In this assignment, I develop a Content Management System for different media.
Generative AI hsa been used to generate fake data to populate the datastores, purely for demonstration purposes.
- TanStack Router (React framework) for front-end routing. Chosen as it supports file-based routing and would integrate well with TanStack Query if I end up needing to use it.
TanStack Router uses Vite for bundling.
- Zustand for state management. Chosen as it has a relatively simple API, especially compared to redux.
Some state, e.g. search and filter, will be managed as query parameters in the URL. This way, if a user shares a link, the options affecting the view will be preserved.
- TailwindCSS for styling.
- Hono for backend API. It has a similar API to express, however, it's more lightweight and only uses Web Standard APIs, meaning it can be deployed on various platforms (e.g. as a serverless function on Cloudflare Workers), without the need for compatibility with Node-specific APIs.
- Zod for schema validation. It allows for creating a schema, from which a TypeScript type can be inferred, and the schema can be used to validate data.
- As I am using an in-memory data store, I need to perform manual validation in some places. E.g. I'm having to manually check that genres exist when creating a media item using the
validateGenreIdfunction. - I make use of Tanstack Router's route data loader. This has built-in caching, which supports a
stale-while-revalidatestrategy.
This project comprises of three packages— api, a Hono application which simulates API endpoints; frontend which is based on Tanstack Router; and shared which contains zod-based schemas (and inferred types) that are shared between the front and backend (end-to-end type safety).
To run the required components, run npm run dev within the api and frontend directories. The API will be available at http://localhost:3000 and the frontend at http://localhost:3001.
In this section, I discuss what I would have done differently, if this was a production project.
- Implemented a database, instead of in-memory data stores.
- Local-first framework like Zerosync (in development/alpha), Triplit, Powersync, etc. Frameworks like this allow for optimistic updates and server sync (useful in collaborative applications). Though similar behaviour is already possible, e.g. using Tanstack Query (see docs re: optimistic update on mutation), such frameworks also enable real-time updates across multiple clients and offline support.
- Federated authentication via OAuth or SAML protocol, where relevant.
- Might consider implementing a state machine to handle media status (e.g. draft, published, deleted, etc.) using something like XState.
Depending on the requirements of the project, I may consider a mature, off-the-shelf authentication service (like Clerk), or an open-source platform like Ory Kratos.
I would implement a permissions system, either RBAC or ACL-based, to control who can access and modify data.
To prevent Cross-Site Request Forgery (CSRF) attacks in some flows (e.g. approvals), I would implement a synchronizer token pattern.
Additionally, I would not avoid storing media on the application server. I would either integrate with a cloud storage provider (like AWS S3) or decouple file storage into a separate service, where I would specifically focus on preventing arbitrary code execution vulnerabilities.
This assignment, the code and any documentation therein, unless explicitly stated otherwise, remains the intellectual property of the author. The author grants Admongrel the right to use the contents of the assignment for the purpose of evaluating the author's application for employment. The author retains the right to use the code and documentation for any other purpose, including but not limited to personal use, open-source projects, and commercial use.

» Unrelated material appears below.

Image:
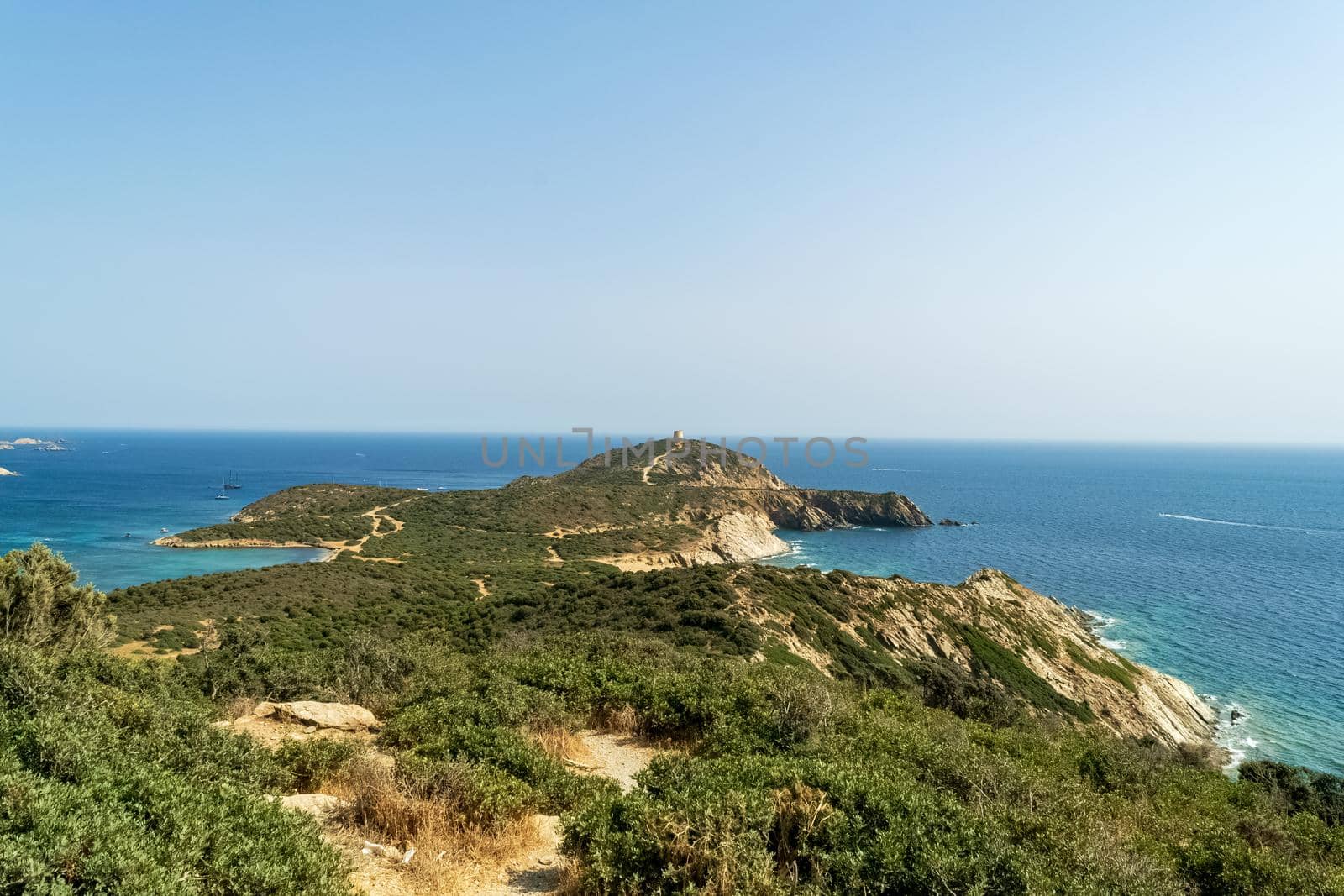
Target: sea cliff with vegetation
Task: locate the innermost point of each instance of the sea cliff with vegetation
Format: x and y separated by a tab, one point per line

Admongrel may not use, modify, or distribute the code or any documentation therein for any purpose other than evaluating the author's application for employment without the author's explicit written permission.
This disclaimer is governed by the laws of the United Kingdom. Any dispute arising from this disclaimer or the use of the code or any documentation therein shall be subject to the exclusive jurisdiction of the courts of England and Wales.